Even before I really came out (or tried to in high school) I knew that people knew. In fact, my close friends that I told weren’t the least bit surprised. Because some people fit into the stereotypes of what kids understand to be gay or straight (and this is an issue in and of itself, at which I’ll address some other time). People who didn’t know me well thought I was straight because I was blonde and pretty and feminine. The people who knew me knew I was gay because they understood who I was and not what I appeared to be. For those few friends who stuck around and were understanding and accepting at a very young age, I am grateful. But I had my moment in the ring of rainbow fire, don’t worry.

Kids have this really fantastic way of learning that people are only ever to be categorized into labels and filed away neatly. You are gay or you are straight. You are a jock or you are a nerd. Kids naturally do this because they’re just trying to wrap their little brains around the world, but that doesn’t make it okay. It means some parents out there neglected to tell them and enforce the fact that just because you don’t understand someone does not mean you can ever facilitate the kind of environment where they will feel unaccepted and like “the other”– that is the shit that adult breakdowns are made of.

And when you grow up like we do, whether you are even conscious of it or not, you walk around with a little part of you that is always in hiding. At first it’s subconsciously from yourself, and then it’s very consciously from other people. Because we’re taught that it’s wrong. It’s wrong to love someone. It’s wrong to be who you are. And we spend forever trying to cover these things up so we can be accepted and loved, and live happy lives. Until one day, when we realize that our own happiness can’t be taken from what other people think and feel, because that doesn’t affect us (literally).

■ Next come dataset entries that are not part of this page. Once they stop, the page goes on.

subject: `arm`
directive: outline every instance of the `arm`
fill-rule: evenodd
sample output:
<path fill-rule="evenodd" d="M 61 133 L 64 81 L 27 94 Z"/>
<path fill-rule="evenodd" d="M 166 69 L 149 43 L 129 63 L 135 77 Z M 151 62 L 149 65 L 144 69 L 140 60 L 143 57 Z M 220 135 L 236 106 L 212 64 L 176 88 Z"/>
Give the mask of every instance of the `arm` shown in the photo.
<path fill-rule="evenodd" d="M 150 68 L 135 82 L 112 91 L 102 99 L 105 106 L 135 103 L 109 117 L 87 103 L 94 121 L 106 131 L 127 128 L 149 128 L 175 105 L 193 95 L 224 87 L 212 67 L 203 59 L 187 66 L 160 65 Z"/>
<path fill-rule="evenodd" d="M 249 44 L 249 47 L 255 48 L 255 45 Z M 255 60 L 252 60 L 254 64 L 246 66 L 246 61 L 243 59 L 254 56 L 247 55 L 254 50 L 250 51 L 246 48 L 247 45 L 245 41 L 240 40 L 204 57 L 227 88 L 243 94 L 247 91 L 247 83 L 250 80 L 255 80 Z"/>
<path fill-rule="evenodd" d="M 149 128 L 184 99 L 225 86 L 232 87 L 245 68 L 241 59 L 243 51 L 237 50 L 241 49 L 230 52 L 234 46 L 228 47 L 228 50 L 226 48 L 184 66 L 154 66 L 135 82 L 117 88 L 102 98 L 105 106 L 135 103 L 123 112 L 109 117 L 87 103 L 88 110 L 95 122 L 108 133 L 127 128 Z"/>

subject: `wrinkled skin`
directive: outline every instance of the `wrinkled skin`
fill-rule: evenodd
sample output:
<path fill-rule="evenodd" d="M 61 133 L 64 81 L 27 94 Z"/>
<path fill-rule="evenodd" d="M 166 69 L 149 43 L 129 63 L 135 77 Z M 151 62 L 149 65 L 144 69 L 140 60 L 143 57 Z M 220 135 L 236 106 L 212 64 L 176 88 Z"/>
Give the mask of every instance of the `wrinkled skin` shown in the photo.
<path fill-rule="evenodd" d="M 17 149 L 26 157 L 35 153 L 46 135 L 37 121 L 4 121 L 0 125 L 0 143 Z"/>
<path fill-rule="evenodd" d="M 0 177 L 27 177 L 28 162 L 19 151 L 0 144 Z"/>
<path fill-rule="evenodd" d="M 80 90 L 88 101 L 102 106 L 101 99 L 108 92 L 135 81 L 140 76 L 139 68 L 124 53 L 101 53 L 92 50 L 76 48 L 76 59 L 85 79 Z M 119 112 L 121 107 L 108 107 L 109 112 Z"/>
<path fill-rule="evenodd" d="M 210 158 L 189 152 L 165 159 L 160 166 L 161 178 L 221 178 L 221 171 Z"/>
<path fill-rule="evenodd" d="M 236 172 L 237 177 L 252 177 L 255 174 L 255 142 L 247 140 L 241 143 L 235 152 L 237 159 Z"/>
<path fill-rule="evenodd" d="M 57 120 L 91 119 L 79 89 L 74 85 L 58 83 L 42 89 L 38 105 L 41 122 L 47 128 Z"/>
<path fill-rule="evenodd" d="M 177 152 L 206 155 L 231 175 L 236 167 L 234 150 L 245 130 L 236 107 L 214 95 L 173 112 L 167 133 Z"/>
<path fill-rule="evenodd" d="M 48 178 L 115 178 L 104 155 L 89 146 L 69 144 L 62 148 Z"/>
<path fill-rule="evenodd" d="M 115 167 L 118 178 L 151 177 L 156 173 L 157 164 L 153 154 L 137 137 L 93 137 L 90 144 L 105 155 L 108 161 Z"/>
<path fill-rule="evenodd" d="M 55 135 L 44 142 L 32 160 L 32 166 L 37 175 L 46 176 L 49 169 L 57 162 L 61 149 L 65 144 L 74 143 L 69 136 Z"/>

And so when you grow up gay, you have an appreciation and an understanding for those who like to color their lives outside of the lines. You know, even if you aren’t aware, what it’s like to be an outsider. And there comes a time when you decide that you’d rather be happily outside than uncomfortably inside. And if you ask me, all the best people are on the outside anyway. You’re never alone for long, and if you are, it’s often just a matter of being in the wrong place, and while that can be literal, it’s more often metaphorical. Because the place where happiness resides is in complete self acceptance of whatever is, was and will be. And what you come to learn eventually is that you don’t need anybody else to get there, but the people who will end up meaning the most to you are the ones who meet you at the end.